Pasó el año 1000, con sus terrores (sólo en algunas regiones de Europa donde los más pazguatos creyeron que se acababa el mundo), y el Occidente cristiano comenzó a despertar del largo letargo en el que lo habían sumido las invasiones bárbaras. La agricultura progresó grandemente con la divulgación de la collera, ese rosco de lona rellena de paja que protege el pescuezo de mulos o caballos y permite arar con ellos, a lo que se unió el perfeccionamiento del arado (con ruedas, reja de hierro y vertedera) y el nuevo sistema de rotación trienal de cultivos.

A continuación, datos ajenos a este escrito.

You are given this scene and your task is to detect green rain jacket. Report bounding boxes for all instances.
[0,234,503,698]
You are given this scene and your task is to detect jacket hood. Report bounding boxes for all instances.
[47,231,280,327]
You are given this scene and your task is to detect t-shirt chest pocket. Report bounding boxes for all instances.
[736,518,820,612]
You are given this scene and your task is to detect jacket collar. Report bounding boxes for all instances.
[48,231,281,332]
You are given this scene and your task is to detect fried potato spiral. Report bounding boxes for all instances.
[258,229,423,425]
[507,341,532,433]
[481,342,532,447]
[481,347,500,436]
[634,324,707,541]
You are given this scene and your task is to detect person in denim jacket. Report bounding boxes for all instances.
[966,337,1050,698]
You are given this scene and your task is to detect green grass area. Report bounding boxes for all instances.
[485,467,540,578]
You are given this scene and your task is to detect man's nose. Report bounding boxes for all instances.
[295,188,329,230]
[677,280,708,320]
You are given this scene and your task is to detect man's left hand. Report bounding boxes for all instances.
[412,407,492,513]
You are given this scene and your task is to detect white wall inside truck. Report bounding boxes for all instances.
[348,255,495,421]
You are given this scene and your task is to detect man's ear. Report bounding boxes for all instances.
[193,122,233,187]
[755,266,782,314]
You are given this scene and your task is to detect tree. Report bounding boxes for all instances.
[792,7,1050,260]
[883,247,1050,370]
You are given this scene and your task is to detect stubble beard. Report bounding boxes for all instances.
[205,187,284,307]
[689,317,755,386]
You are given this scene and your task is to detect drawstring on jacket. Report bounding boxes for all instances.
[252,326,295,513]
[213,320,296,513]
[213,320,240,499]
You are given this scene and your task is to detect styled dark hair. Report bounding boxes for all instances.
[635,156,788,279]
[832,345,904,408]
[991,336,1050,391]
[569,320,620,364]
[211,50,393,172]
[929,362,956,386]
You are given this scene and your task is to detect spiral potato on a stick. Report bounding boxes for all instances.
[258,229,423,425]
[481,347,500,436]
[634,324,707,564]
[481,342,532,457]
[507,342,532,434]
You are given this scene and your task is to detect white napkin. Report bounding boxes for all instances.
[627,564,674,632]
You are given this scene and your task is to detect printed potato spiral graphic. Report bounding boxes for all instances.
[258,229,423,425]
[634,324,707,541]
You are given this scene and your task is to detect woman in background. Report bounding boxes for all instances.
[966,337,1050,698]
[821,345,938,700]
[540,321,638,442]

Empezaron a funcionar molinos hidráulicos que aprovechaban la fuerza del agua para mover los rodeznos que trituraban el grano…
Se divulgaron nuevas leguminosas. Había más alimentos, incluso excedentes, lo que favoreció el comercio, la circulación dineraria, el artesanado…

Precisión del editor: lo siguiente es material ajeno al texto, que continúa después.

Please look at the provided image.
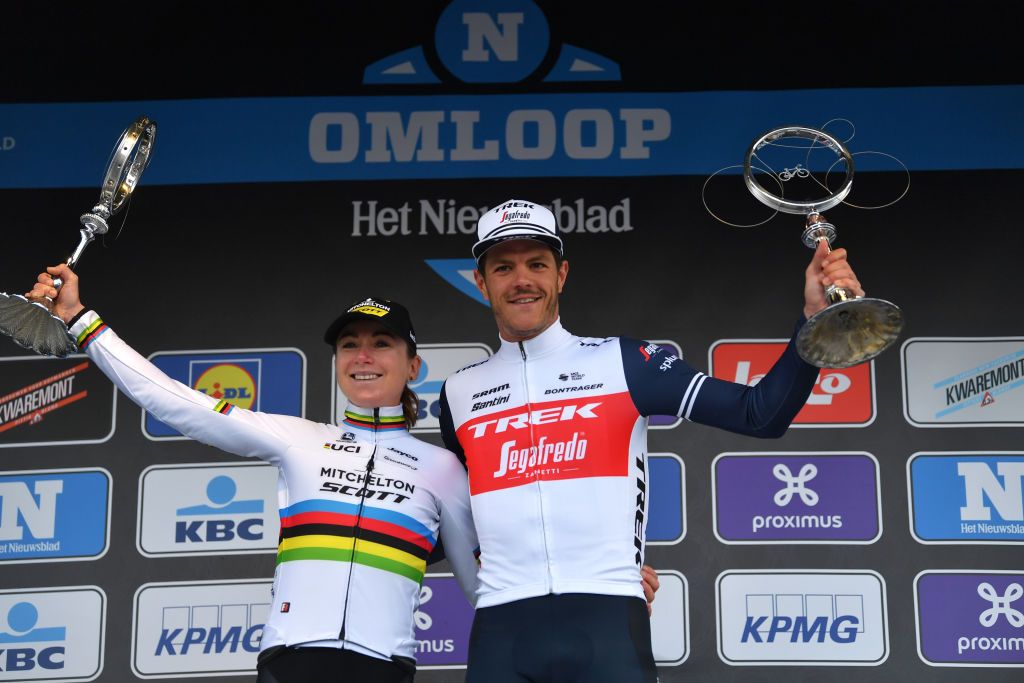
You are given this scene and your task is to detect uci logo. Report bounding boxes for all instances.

Europa se ponía de nuevo en marcha.
Antes de proseguir con los entusiasmos, echémosle una mirada a la Iglesia. Es una máxima infalible que el poder corrompe (no hay más que repasar un periódico o ver un telediario).[278] La acumulación de poder había corrompido a la Iglesia. Los clérigos abandonaron la vida ejemplar y austera de los primeros tiempos del cristianismo y se entregaron a los vicios del pecador corriente y a otros específicamente eclesiásticos: el nepotismo y la simonía (compraventa de cargos eclesiásticos) y el nicolaísmo (vida pecaminosa y amancebada con una o varias concubinas).[279]

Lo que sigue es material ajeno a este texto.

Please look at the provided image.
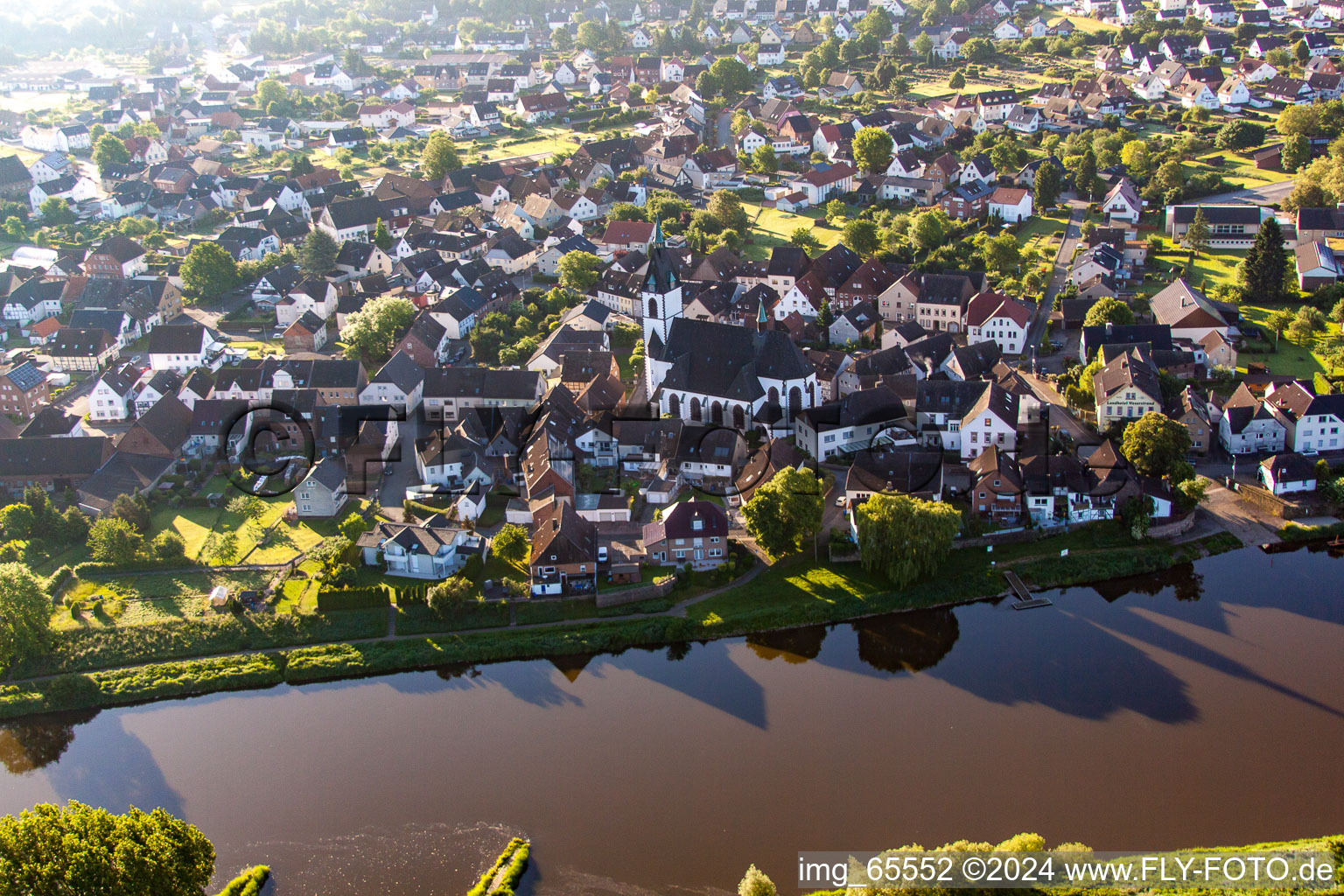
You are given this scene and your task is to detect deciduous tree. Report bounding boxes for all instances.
[855,494,961,587]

Papas, cardenales, obispos y abades —la pluma me tiembla de cristiana indignación al escribirlo— abandonaban sus deberes pastorales para frecuentar cacerías, convites y francachelas. Esta vida licenciosa de los clérigos corrompió también al monacato casi desde sus orígenes. Muchos monasterios acumularon grandes posesiones y relajaron sus reglas hasta el punto de que la abundancia y la molicie sustituyeron a los rigores del antiguo ascetismo.
Afortunadamente surgió un movimiento reformista centrado en Cluny (910), una abadía francesa en la que los monjes benedictinos recuperaron el olvidado ideal de la pobreza evangélica. Los monjes de Cluny vestían de negro, elegían entre ellos al abad y dependían directamente del papa.
El ejemplo cundió y otros monasterios benedictinos se sometieron al abad de Cluny, que se convirtió en una autoridad moral dentro de la Iglesia, «el papa negro».
La regla de San Benito había dispuesto que los monjes repartieran el tiempo entre la oración y el trabajo (ora et labora). En la versión cluniacense se daba más importancia a lo espiritual, oficios divinos y gorigoris gregorianos, en detrimento del trabajo manual (que dejaban a legos y siervos). Ésta fue una de las causas de que, al cabo del tiempo, debido a la débil naturaleza humana, el espíritu inicial de Cluny se relajara y sus monjes se entregaran a la molicie y a los vicios que antes habían combatido.
Como reacción, otros monasterios benedictinos se agruparon en torno a la abadía de Císter, «los monjes blancos», que en 1098 retomaron la senda del sacrificio y la pobreza hasta que, fatalmente, perdido el impulso inicial, incurrieron en los mismos excesos que habían venido a combatir.
Entristece reconocerlo: el cristianismo nunca ha resuelto esa pugna interna entre la vida áspera y virtuosa que demanda la virtud y la vida regalada y placentera que demanda la humana naturaleza.[280]
Monjes en el baño con sus amigas (Códice Jensky).